= Louis McCubbin =

Louis Frederick McCubbin (18 March 1890 – 6 December 1952), only ever known as "Louis McCubbin", was an Australian war artist, landscape painter and art gallery director.

==History==
McCubbin was born in Auburn, Victoria, the eldest son of Annie and Frederick McCubbin, who named him Louis as a tribute to his friend and patron Louis Abrahams.

He was educated privately and studied at the National Gallery of Victoria Art School 1906–1911.

He enlisted for service in the AIF in May 1916, and in May 1918, while a private serving in France, was attached to the War Records Section as an AIF war artist and promoted to lieutenant.

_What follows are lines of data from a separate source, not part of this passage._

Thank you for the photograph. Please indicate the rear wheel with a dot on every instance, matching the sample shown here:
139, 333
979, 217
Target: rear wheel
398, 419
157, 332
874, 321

He was appointed lieutenant, 3rd Military District, in 1920.
He painted backgrounds for the battle scene dioramas (some dioramas had figures sculpted by C. Web Gilbert, others by W. Leslie Bowles) for the Australian War Memorial, Canberra, a task that took nine years to complete.

In the 1930s he shared, with Will Rowell, a roomy studio in Grosvenor Chambers on Collins Street, a building with a long history of artist tenants.

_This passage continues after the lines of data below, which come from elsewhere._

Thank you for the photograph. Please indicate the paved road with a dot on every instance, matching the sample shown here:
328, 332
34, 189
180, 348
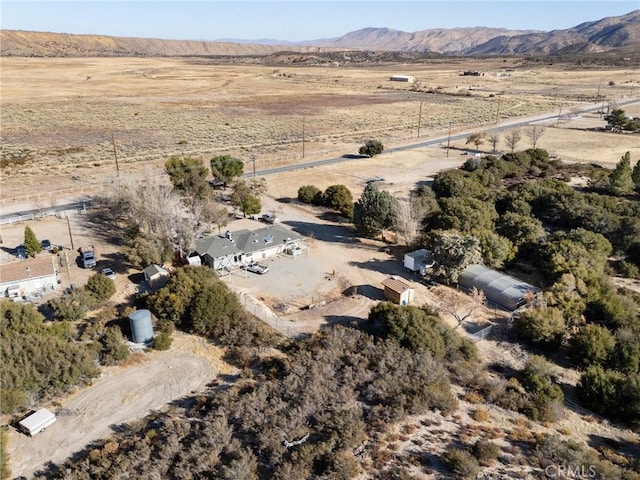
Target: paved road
432, 141
75, 205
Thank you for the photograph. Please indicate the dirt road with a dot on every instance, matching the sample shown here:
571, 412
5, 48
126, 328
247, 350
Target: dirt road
121, 396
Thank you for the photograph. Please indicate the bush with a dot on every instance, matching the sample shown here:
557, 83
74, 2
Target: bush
593, 344
371, 148
461, 463
162, 341
485, 452
308, 193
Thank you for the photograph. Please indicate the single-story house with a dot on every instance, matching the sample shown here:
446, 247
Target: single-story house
398, 291
402, 78
30, 277
245, 246
156, 276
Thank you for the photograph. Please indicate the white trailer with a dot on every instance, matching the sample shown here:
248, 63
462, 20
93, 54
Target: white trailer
37, 422
418, 261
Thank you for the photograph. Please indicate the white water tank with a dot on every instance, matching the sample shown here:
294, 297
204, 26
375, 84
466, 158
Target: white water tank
141, 326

He made a series of paintings depicting the Great Barrier Reef for the Australian National Travel Association.

He taught drawing at Swinburne Technical College in 1935, then in 1936 was appointed director of the Art Gallery of South Australia in Adelaide, and became a member of the Commonwealth Art Advisory Board, along with directors of the Melbourne and Sydney galleries, plus G. V. F. Mann, Will Ashton and Harold Herbert.
He served during World War II as deputy director of camouflage for South Australia.
He resigned the Adelaide post in 1950 due to poor health. His influence on that gallery was recognised as highly beneficial.

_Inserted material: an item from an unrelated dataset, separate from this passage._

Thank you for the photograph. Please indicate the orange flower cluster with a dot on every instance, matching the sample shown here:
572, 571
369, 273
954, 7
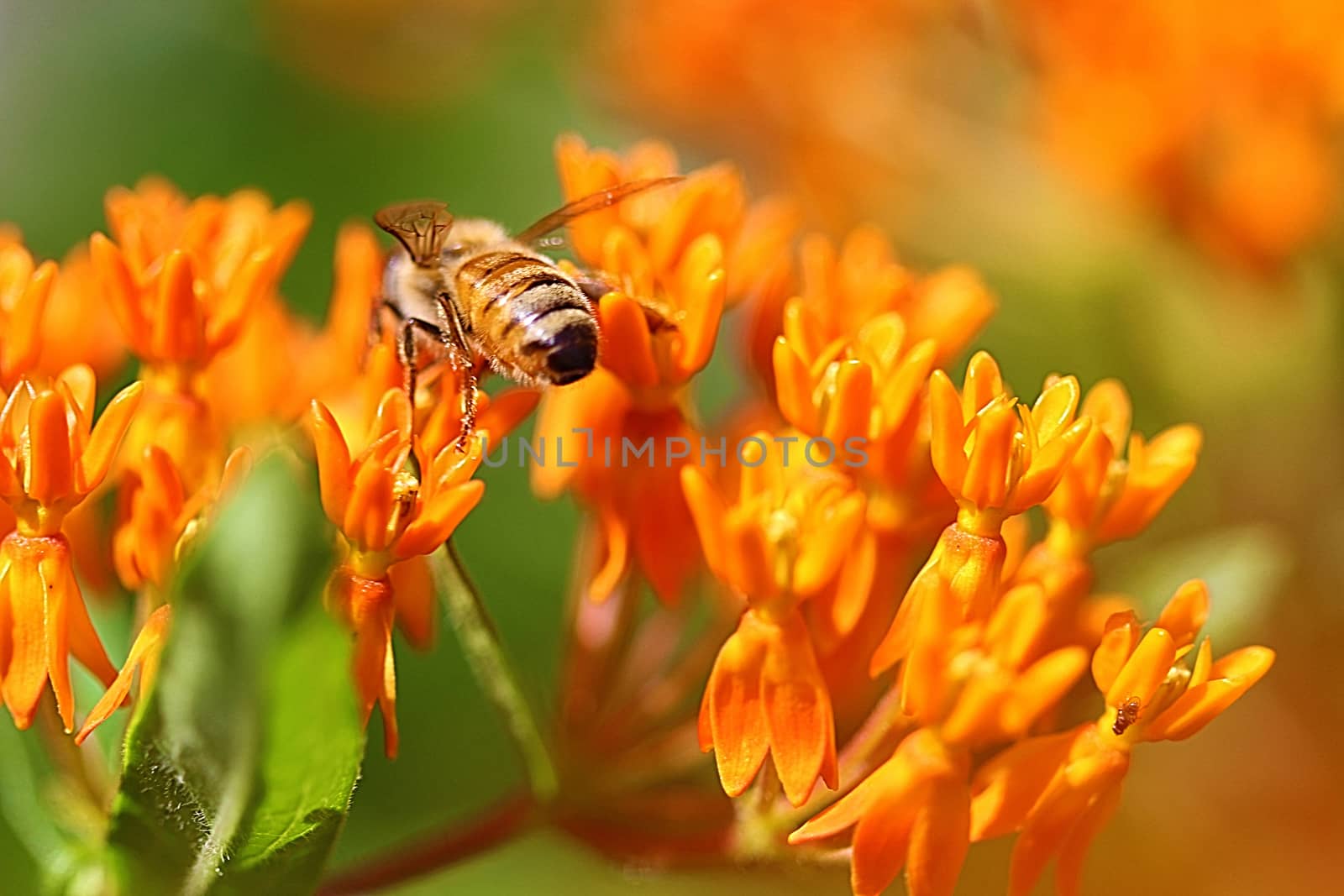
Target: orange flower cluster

His last years were spent at the home of a relative, Hugh McCubbin, of Punt Road, South Yarra. He died at the Royal Melbourne Hospital and his remains cremated at the Spring Vale Crematorium.

==Personal==
McCubbin married Stella Elsie Mary Jackson (died 1939), née Abraham, widow of Eric Speers Jackson, on 27 April 1936. They had no children.
McCubbin was uncle to Charles McCubbin (born 1930), painter and naturalist, who crossed the Simpson Desert with Warren Bonython in July–August 1973, and was author of Butterflies of Australia, pub. 1971.

==Memberships and recognition==
- He won the 1917 A.N.A. Landscape prize for his "The Hanover Mire".
- Member Art Committee of the Australian War Memorial
- President of Victorian Art Society 1933–1935
- Member of the Commonwealth Art Advisory Board
- He was awarded the OBE in the New Year's Honours list of 1947.

Examples of his work are held by all State and many Regional galleries.